Aksan mengerutkan dahi, memandangi Ranaya. "Tahu dari mana?" 

"Ada, deh." Ranaya menjawab asal, padahal dia mengetahui hal itu dari ibunya. 

Waktu itu Diana pernah menanyakan tentang perceraian pada Ranaya. Apa sudah diresmikan di pengadilan atau belum. Karena Diana mendengar kalau Aksan akan segera menikah lagi. 

"Memang Kakak, sudah urus perceraian kita di pengadilan agama?" 

"Kenapa aku yang harus mengurus? Kan kamu yang minta cerai, jadi urus sendiri," ucap Aksan acuh. 

"Aku gak punya uang, urus akta cerai ada biayanya." Ranaya memalingkan muka, malu. 

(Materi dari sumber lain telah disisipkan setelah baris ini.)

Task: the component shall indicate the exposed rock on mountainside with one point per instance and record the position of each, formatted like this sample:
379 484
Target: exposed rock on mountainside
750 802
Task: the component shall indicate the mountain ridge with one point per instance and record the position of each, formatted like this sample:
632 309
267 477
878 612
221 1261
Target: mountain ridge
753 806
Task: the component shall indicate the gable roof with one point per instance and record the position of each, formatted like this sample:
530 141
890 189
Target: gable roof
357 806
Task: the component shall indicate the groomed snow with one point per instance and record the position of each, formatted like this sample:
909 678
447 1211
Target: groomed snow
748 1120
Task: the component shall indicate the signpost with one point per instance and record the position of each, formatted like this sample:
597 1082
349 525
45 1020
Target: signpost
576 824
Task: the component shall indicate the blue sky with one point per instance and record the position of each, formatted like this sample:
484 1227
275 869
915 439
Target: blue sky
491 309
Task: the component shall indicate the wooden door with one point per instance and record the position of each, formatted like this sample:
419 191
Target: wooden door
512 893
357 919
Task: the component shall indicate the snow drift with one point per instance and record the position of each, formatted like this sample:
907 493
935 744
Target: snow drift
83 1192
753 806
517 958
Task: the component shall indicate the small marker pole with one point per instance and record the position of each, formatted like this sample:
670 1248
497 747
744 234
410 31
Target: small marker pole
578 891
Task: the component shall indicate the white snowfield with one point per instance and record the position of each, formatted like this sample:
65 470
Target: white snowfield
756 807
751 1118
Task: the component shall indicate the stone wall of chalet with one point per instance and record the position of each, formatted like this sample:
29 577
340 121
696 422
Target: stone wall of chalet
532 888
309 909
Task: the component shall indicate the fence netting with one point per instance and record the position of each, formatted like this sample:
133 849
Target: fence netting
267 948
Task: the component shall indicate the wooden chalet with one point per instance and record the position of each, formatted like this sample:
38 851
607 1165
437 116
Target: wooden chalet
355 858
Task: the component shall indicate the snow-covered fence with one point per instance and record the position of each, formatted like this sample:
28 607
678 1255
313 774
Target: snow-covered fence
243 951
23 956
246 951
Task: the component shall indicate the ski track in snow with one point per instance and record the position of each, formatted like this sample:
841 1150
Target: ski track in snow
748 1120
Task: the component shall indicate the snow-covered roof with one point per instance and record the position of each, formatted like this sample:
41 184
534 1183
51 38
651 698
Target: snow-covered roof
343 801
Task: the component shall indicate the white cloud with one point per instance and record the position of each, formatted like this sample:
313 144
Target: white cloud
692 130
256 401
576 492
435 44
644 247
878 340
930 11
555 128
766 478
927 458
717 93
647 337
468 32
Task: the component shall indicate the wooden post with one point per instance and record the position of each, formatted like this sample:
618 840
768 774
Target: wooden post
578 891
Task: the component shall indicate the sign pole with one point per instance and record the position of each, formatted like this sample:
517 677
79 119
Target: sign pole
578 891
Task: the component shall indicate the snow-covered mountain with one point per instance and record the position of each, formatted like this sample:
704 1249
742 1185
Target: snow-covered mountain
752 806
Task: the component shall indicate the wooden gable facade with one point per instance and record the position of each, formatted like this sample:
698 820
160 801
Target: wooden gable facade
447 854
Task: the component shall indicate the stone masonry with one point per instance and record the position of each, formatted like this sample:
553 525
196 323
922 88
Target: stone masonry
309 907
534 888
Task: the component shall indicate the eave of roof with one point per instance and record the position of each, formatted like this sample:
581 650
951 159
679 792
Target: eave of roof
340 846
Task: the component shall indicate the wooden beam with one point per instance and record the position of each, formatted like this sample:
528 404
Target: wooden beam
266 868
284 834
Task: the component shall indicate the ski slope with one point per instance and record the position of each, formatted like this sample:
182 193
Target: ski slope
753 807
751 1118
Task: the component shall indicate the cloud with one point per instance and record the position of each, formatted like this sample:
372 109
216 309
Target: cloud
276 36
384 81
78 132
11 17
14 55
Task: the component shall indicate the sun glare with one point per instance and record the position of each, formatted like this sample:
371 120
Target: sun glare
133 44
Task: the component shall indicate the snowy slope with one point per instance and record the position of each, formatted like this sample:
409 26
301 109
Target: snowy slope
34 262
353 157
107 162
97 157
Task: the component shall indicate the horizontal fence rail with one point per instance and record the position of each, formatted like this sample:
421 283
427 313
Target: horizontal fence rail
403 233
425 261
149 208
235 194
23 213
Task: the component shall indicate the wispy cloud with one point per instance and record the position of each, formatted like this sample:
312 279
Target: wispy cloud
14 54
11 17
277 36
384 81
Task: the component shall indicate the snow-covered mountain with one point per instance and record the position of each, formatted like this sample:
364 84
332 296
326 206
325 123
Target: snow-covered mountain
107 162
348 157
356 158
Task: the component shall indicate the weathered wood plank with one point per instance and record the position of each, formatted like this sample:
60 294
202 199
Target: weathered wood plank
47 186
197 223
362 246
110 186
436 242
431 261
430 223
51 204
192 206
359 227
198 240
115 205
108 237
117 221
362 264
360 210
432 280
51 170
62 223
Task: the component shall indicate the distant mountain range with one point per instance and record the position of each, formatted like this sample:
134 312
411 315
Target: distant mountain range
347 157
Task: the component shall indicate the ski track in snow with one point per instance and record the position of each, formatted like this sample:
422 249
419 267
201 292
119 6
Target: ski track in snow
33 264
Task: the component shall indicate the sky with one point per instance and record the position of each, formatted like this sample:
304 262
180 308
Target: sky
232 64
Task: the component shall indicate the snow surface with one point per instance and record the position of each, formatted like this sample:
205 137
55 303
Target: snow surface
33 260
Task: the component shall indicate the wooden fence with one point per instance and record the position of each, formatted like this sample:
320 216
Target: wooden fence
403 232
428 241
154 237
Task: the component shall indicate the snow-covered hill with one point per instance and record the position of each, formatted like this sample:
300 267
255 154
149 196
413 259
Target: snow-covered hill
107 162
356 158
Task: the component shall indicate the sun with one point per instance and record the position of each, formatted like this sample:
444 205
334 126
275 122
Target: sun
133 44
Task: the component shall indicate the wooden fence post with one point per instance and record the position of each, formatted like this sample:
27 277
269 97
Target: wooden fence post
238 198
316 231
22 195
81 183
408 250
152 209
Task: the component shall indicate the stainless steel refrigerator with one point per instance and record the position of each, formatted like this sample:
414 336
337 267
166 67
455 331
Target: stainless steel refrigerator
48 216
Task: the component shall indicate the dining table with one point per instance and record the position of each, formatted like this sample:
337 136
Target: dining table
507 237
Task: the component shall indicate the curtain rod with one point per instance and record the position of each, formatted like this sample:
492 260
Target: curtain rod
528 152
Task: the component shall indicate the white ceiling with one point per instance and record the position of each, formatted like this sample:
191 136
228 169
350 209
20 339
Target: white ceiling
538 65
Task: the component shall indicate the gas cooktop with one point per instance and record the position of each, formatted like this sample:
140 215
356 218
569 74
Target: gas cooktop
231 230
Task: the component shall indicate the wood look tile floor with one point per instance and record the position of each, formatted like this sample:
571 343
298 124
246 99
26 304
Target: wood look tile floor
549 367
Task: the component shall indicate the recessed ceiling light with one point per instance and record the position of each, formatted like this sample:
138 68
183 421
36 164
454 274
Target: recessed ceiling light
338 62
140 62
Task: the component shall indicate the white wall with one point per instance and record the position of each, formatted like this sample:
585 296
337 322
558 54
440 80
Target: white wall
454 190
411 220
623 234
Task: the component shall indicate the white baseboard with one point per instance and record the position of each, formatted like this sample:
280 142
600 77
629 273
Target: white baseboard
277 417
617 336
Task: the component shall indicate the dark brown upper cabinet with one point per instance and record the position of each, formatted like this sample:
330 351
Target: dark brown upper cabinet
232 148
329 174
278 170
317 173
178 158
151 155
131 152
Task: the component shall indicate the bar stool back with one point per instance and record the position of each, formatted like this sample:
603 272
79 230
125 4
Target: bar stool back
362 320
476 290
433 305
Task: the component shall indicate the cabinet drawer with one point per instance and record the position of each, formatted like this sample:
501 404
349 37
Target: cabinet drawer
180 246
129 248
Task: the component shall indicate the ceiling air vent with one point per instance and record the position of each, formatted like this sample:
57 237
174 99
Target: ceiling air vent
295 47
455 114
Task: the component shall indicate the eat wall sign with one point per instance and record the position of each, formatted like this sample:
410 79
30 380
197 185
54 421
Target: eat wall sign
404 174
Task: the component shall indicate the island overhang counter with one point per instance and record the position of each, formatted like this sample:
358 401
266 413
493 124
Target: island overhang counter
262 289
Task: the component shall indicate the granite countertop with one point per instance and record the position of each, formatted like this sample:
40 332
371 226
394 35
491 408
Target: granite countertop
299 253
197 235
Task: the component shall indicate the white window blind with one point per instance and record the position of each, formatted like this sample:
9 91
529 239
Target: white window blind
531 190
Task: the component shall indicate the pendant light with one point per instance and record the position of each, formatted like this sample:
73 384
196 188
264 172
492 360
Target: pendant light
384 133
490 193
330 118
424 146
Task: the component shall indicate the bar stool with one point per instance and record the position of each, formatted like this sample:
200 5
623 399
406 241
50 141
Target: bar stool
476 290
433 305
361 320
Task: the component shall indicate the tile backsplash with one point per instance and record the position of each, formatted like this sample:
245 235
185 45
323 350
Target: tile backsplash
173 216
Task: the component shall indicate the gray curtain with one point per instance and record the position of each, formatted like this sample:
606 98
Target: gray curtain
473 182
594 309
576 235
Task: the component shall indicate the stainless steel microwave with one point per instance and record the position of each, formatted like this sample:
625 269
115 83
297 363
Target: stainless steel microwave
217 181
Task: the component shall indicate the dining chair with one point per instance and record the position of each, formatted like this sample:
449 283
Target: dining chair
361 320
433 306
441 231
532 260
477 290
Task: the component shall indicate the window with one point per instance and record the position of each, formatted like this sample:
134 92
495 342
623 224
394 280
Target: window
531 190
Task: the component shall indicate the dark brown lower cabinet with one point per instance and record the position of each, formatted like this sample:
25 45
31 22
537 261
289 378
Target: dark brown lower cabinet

Kebahagiaan Aksan berkuadrat. Ranaya tidak bisa mengurus akta cerai, berarti jandanya itu tidak akan bisa menikah lagi setidaknya secara resmi. Dia masih menaruh sedikit harapan mantan istrinya mau rujuk. 

"Ran, aku tidak akan menikah kalau kamu tidak menikah lebih dulu." Aksan berucap seriu sambil menatap mata Ranaya. 

Perempuan itu membalas tatapan mantan suaminya dan entah kenapa dia jadi terdiam, seperti ada sesuatu yang lembut menyentuh perasaannya. Apa mungkin karena penegasan Aksan yang tidak akan move on kalau dia tidak dimiliki lelaki lain lebih dulu. 

Ranaya keluar setelah pintu lift kembali terbuka. Ada beberapa orang yang menunggu di depan pintu lift. Tujuan perempuan itu makan siang terpaksa batal. Mendadak seperti ada yang bergejolak dalam perutnya dan menimbulkan perasaan mual, saat aroma makanan menembus indra penciuman dan pening di kepalanya tiba-tiba datang. Padahal dia baru saja selangkah masuk melewati pintu kantin. 

Ranaya membelokkan langkah buru-buru ke toilet, memuntahkan isi lambungnya. Dia berasumsi tanpa dasar, pening di kepalanya gara-gara Aksan yang membuatnya kesal tadi.